# Gut reaction?



## lovingmy2boys (Aug 27, 2010)

Hi,

I'm moving out soon from my husband while he's at work. There's abuse factors (but he doesn't think he has a problem/plays victim), and I don't love him anymore. I've filed under fault grounds and I know that will be a surprise when he gets home to find me and kids gone with a divorce summons. 

What can I predict from a normally angry man to react with this information? He knows the marriage is in the crapper, but thinks we can work on it and I know the abuse grounds that is listed in the complaint will be a shocker.

How would you think he would react? If you were to guess about him (an angry, controlling abusive type), how would you think he would react? 

Thanks guys!


----------



## HappyHer (Nov 12, 2009)

I would say make sure you are in a safe place and be ready with the local police number on your speed dial (much faster than 911 in most cities).
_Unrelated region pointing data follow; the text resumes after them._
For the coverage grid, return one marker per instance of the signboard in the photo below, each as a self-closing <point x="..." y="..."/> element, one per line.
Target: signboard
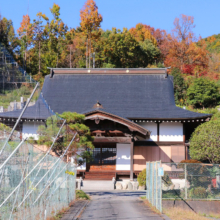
<point x="160" y="171"/>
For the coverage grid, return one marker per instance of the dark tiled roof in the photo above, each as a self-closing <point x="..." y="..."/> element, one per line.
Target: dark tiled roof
<point x="38" y="111"/>
<point x="143" y="96"/>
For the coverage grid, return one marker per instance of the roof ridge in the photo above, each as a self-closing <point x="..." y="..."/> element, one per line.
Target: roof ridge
<point x="111" y="71"/>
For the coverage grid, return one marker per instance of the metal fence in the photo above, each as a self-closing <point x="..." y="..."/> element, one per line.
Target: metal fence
<point x="195" y="181"/>
<point x="33" y="185"/>
<point x="153" y="184"/>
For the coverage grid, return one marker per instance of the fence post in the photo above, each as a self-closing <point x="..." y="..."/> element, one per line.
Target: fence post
<point x="185" y="182"/>
<point x="152" y="171"/>
<point x="156" y="184"/>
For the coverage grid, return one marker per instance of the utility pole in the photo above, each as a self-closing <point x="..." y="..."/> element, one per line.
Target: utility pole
<point x="93" y="55"/>
<point x="70" y="58"/>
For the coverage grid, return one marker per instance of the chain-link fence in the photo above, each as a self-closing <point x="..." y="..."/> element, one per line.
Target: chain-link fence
<point x="195" y="181"/>
<point x="36" y="181"/>
<point x="33" y="185"/>
<point x="153" y="184"/>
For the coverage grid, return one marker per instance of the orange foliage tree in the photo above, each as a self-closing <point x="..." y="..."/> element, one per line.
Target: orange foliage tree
<point x="25" y="33"/>
<point x="142" y="32"/>
<point x="90" y="23"/>
<point x="183" y="53"/>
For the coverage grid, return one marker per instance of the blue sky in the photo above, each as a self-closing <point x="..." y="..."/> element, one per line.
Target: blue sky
<point x="124" y="13"/>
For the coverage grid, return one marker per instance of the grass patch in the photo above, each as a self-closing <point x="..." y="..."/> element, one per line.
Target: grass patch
<point x="212" y="215"/>
<point x="81" y="195"/>
<point x="59" y="215"/>
<point x="151" y="207"/>
<point x="182" y="214"/>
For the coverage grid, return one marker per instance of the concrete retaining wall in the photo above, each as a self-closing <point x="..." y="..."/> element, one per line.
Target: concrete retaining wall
<point x="200" y="206"/>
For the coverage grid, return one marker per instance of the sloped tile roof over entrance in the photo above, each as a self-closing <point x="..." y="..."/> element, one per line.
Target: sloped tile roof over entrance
<point x="141" y="94"/>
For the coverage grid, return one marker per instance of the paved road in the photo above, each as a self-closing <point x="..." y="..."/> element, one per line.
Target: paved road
<point x="118" y="205"/>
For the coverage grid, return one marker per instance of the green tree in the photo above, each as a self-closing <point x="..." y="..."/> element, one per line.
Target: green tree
<point x="180" y="87"/>
<point x="205" y="142"/>
<point x="203" y="93"/>
<point x="74" y="123"/>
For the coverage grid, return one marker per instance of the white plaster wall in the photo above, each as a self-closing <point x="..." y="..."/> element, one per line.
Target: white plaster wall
<point x="171" y="131"/>
<point x="30" y="129"/>
<point x="150" y="126"/>
<point x="83" y="166"/>
<point x="123" y="157"/>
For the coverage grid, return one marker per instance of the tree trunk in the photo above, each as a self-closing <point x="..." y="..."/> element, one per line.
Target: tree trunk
<point x="39" y="57"/>
<point x="87" y="52"/>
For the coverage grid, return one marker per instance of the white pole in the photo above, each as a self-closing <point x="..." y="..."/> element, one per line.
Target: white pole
<point x="185" y="182"/>
<point x="12" y="153"/>
<point x="22" y="112"/>
<point x="58" y="160"/>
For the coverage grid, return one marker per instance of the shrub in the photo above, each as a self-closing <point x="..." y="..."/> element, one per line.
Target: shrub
<point x="166" y="179"/>
<point x="142" y="178"/>
<point x="198" y="192"/>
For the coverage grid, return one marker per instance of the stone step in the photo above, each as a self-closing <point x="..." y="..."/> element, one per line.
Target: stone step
<point x="99" y="185"/>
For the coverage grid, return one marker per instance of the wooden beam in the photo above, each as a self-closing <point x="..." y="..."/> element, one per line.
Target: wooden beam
<point x="132" y="161"/>
<point x="112" y="140"/>
<point x="158" y="131"/>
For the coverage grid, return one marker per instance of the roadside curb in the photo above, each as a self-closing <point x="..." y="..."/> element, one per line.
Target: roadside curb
<point x="165" y="217"/>
<point x="80" y="210"/>
<point x="75" y="210"/>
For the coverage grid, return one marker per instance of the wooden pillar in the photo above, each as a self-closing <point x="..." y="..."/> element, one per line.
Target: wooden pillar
<point x="132" y="160"/>
<point x="184" y="142"/>
<point x="184" y="135"/>
<point x="158" y="131"/>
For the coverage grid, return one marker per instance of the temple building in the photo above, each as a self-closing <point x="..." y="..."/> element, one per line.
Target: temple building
<point x="131" y="114"/>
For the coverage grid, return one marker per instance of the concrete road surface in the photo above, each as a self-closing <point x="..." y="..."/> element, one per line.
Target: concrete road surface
<point x="118" y="205"/>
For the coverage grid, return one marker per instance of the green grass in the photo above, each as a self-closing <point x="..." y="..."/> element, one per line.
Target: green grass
<point x="81" y="195"/>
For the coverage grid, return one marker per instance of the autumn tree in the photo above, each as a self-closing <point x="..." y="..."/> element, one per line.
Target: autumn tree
<point x="39" y="35"/>
<point x="204" y="143"/>
<point x="25" y="33"/>
<point x="180" y="87"/>
<point x="183" y="52"/>
<point x="142" y="32"/>
<point x="203" y="93"/>
<point x="90" y="23"/>
<point x="7" y="34"/>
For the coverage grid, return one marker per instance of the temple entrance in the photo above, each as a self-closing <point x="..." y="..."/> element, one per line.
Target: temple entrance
<point x="104" y="157"/>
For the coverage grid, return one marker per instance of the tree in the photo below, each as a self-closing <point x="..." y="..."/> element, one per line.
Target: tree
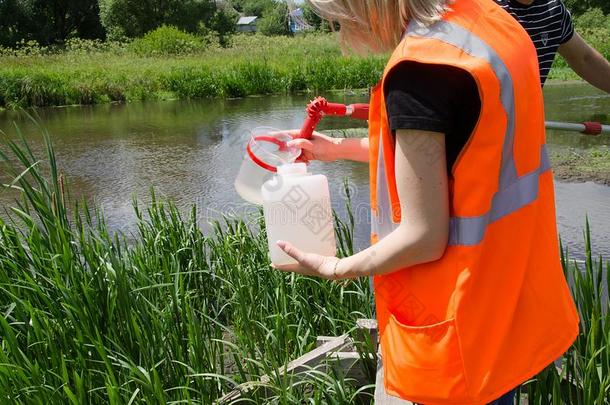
<point x="223" y="23"/>
<point x="133" y="18"/>
<point x="311" y="17"/>
<point x="578" y="7"/>
<point x="275" y="21"/>
<point x="49" y="21"/>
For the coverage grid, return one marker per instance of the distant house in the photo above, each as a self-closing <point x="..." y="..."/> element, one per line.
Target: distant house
<point x="246" y="24"/>
<point x="296" y="21"/>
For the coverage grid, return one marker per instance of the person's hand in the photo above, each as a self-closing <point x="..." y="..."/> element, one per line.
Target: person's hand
<point x="309" y="264"/>
<point x="318" y="147"/>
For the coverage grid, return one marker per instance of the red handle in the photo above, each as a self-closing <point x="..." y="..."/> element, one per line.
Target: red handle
<point x="360" y="111"/>
<point x="592" y="128"/>
<point x="319" y="107"/>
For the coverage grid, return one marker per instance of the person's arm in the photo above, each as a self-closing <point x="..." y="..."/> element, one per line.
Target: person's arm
<point x="327" y="149"/>
<point x="422" y="234"/>
<point x="587" y="62"/>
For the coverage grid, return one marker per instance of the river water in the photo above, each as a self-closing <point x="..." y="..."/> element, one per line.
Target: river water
<point x="190" y="152"/>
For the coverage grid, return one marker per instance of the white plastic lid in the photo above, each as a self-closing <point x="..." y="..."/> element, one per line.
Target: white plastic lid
<point x="292" y="168"/>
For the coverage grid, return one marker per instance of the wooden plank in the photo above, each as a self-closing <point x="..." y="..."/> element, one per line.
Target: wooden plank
<point x="304" y="363"/>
If he shows up do not engage him, or let him in the house as chances are his anger is going to be out of control.


----------



## AFEH (May 18, 2010)

That's a joke right? Is that seriously how you've seen any of the men on here? All I've seen is compassionate, seriously hurt men trying to find their way through life and solve their problems while helping others. Very very humanistic men, good men.

I've said that a bit tongue in cheek, but think about your question.



lovingmy2boys said:


> If you were an angry, controlling abusive type, how would you react?
> 
> Thanks guys!


----------



## lovingmy2boys (Aug 27, 2010)

Sorry...I phrased it wrong and have revised it...

Thanks.


----------



## AFEH (May 18, 2010)

lovingmy2boys said:


> Sorry...I phrased it wrong and have revised it...
> 
> Thanks.


No probs.

I think any man who is a husband and father is going to feel exceptionally and deeply hurt by getting home to find that his wife and children are no longer there and he is being divorced. He will probably also feel very very sad and may be despondent.

What he does with his hurt and sadness will very much depend on the man. You say he’s an angry man, then he’ll probably be exceptionally angry but who knows.

Perhaps it's better to ask the women on here who've had similar experiences to yours and got out of their marriage in a similar way.

But you know your husband better than anyone else here, how do you think he will respond?

Bob


----------